Leider kam es, wie es kommen musste: Der Begriff ist zum dummdeutschen Selbstläufer geworden: Nachdem Boateng gestern gegen Portugal gut gespielt (oder: seine Schuld durch das Erbringen einer guten Leistung beglichen) hat, ist heute in fast jeder Zeitung der auf dem Mist der dpa gewachsene Unsinn zu lesen: „Bringschuld erbracht“.
Eben auf Titel, Thesen, Temperamente: Herr Mohr spricht en passant über die Bringschuld der Fußballer, Holschuld, und dass wer liefern will; dann nochmal Bringschuld.
Dies Blog erwähnt er aber nicht als Ideengeber, und die Indizien sind auch etwas schwach. 🙂
Ganz am Ende der Sendung, wenn es jmd. i.d. Mediathek prüfen will, letzte 2 min.

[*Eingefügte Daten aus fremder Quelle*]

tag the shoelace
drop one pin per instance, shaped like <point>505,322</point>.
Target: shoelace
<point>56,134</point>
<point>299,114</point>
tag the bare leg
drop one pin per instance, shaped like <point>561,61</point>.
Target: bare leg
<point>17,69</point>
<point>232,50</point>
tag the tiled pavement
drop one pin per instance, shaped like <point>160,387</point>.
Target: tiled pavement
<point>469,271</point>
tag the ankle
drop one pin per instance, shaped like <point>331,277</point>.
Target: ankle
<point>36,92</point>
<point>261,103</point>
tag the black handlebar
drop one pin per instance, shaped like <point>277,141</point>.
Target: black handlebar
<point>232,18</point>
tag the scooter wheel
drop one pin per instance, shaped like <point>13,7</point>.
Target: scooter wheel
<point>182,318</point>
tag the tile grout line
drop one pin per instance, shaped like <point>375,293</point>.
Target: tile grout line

Habe noch zwei sehr unschöne Beispiele gefunden:
Am 10. Juni 2012 war im Handelsblatt zu lesen:
Weidmann erhöht Spaniens Bringschuld
Bundesbankchef Jens Weidmann verlangt Madrid höhere Anstrengungen im Gegenzug für Hilfsgelder der Euroländer ab. Neben der Reform seines Bankensektors müsse Spanien auch seine Wettbewerbsfähigkeit verbessern. Bundesbankchef Jens Weidmann pocht darauf, dass Spanien als Gegenleistung für europäische Hilfsgelder für seine maroden Banken auch Strukturprobleme beherzt angeht. „Die spanische Regierung kann darauf bauen, dass Finanzmittel zur Verfügung gestellt werden – gegen Auflagen“, sagte Weidmann am Sonntagabend in der ARD.

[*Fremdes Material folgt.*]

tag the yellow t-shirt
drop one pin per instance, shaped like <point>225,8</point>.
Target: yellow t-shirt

http://www.handelsblatt.com/politik/konjunktur/nachrichten/euro-rettungsschirm-weidmann-erhoeht-spaniens-bringschuld/6733346.html
Im Text ist gar keine Rede von Bringschuld vielleicht zitiert der Redakteur nicht Weidmann, sondern hat das Wort ohne nachzudenken in den Titel gesetzt, weil es derzeit in aller Munde ist. Hier passt es nun aber gar nicht. Wenn man schon das Wort hätte verwenden wollen, dann wäre zur Not Weidmann sieht Spanien in einer hohen Bringschuld gegangen, obwohl es klarer und besser geheißen hätte: Weidmann nimmt Spanien in die Pflicht.
In der Morgenpost von heute schreitet die Sinnentleerung noch weiter voran:
Berlins Innensenator und CDU-Vorsitzender Frank Henkel hat das von der schwarz-gelben Bundesregierung beschlossene neue Meldegesetz verurteilt. «Ich halte die Widerspruchslösung für höchst problematisch», teilte Henkel am Montag mit. «Es ist völlig unangemessen, wenn jetzt der Bürger in der Bringschuld sein soll und einer kommerziellen Nutzung seiner Daten widersprechen muss.» Eine entsprechende Weitergabe sollte nur erfolgen dürfen, wenn die Bürger vorher explizit zugestimmt haben.
http://www.morgenpost.de/newsticker/dpa_nt/regioline_nt/berlinbrandenburg_nt/article108178079/Neues-Meldegesetz-ist-hoechst-problematisch.html
Hier sind Wort und Sache ganz unangemessen. Es geht nicht mehr darum, dass jemand eine Leistung erbringen soll, zu der er zumindest moralisch verpflichtet IST (so war es bei den Migranten und bei Boateng). Nein, hier soll der Bürger verpflichtet WERDEN, dem Datenhandel aktiv zu widersprechen, wenn er nicht möchte, dass seine Adressdaten weitergegeben werden. Ist das etwa seine Schuld?